Showing posts with label Mary Poppins. Show all posts
Showing posts with label Mary Poppins. Show all posts

Friday, January 21, 2011

Julie Andrews' Home--a thoughtful, reflective memoir



As a child, I loved Julie Andrews.

I spent hours listening to the album soundtracks of Mary Poppins and The Sound of Music, memorizing the words to every song, and I had all the movie-related merchandise, from books to coloring books.

So when I saw a copy of Andrews' memoir, Home: A Memoir of My Early Years, in a bargain book bin at my local grocery store, I just had to pick it up.

Despite a few forays into relative raunchiness later in her career, one usually thinks of Julie Andrews as being a refined, genteel woman--a real lady. Her thoughtful, reflective memoir does little to dispel that characterization.

A troubled childhood

The book covers only the time from her early childhood until just before the making of Mary Poppins.

I knew that Julie Andrews was a child singing phenomenon in wartime England. I didn't know that her childhood was marked by her parents' divorce and the subsequent alcoholism of her mother and stepfather.

She had to assume the financial responsibility of her family at an early age, and her entire early life was filled with a yearning to be with her real father more--a man who, by all accounts, was as kind, loving and supportive as her stepfather was manipulative and troublesome.
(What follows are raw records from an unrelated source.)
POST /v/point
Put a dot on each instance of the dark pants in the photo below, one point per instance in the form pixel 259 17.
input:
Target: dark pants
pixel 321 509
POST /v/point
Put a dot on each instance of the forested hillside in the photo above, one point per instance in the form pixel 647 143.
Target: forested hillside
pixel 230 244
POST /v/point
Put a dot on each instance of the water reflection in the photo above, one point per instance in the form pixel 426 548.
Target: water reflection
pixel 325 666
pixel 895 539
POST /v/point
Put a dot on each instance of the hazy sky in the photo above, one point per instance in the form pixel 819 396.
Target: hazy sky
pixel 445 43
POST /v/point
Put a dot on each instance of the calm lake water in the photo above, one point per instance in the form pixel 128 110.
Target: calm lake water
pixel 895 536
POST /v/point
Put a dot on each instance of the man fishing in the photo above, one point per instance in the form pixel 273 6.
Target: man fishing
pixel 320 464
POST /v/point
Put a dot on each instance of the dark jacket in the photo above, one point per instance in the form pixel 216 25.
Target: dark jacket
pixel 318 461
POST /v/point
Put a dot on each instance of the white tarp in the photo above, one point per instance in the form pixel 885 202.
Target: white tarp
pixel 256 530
Julie as Eliza Doolittle in My Fair Lady


"That British strength"

Yet, Andrews doesn't really milk these hardships. She has the "Keep Calm and Carry On," keep-your-chin-up attitude for which wartime Brits were famous.

At one point, My Fair Lady director Moss Hart spent 48 grueling, intense hours working with Andrews to help her grasp the characterization of Eliza Doolittle. Andrews writes:

"Later I learned that at the end of that weekend, when Moss returned home, Kitty [his wife, Kitty Carlisle] asked him how I responded.
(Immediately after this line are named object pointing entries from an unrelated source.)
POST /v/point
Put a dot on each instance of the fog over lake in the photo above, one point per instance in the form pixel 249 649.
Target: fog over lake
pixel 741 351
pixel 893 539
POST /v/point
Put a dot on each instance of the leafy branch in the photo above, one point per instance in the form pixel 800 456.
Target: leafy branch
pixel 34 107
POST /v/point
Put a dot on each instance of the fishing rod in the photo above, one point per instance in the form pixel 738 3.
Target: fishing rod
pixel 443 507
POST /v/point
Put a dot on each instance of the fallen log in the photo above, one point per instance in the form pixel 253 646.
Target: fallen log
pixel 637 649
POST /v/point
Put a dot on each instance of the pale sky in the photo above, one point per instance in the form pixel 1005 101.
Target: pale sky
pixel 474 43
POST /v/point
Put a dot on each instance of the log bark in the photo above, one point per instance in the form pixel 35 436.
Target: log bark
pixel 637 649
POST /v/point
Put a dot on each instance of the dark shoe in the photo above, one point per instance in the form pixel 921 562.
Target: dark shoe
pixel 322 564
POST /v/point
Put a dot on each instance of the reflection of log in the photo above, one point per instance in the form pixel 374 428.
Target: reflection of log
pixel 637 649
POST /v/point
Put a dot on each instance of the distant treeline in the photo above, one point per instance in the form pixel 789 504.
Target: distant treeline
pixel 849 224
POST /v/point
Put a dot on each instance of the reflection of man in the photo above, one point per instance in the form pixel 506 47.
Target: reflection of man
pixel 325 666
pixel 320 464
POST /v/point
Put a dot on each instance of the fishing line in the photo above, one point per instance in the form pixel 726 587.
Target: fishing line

'Oh, she'll be fine,' Moss replied wearily. 'She has that terrible British strength that makes you wonder how they ever lost India.'"


With Richard Burton in Camelot


It ends too soon

Andrews' accounts of the productions of My Fair Lady and Camelot are fascinating for any lover of musical theater.

My only quibble with the book is that it ends too early--just as Andrews is poised on the brink of the superstardom brought by Mary Poppins. The memoir ends almost abruptly as Andrews, her then-husband Tony Walton, and their brand-new baby Emma are on their way to California for the making of the movie.

I don't know if Andrews plans to write another memoir about her later life--I hope so. I'd love to get, as Paul Harvey used to say, the rest of the story.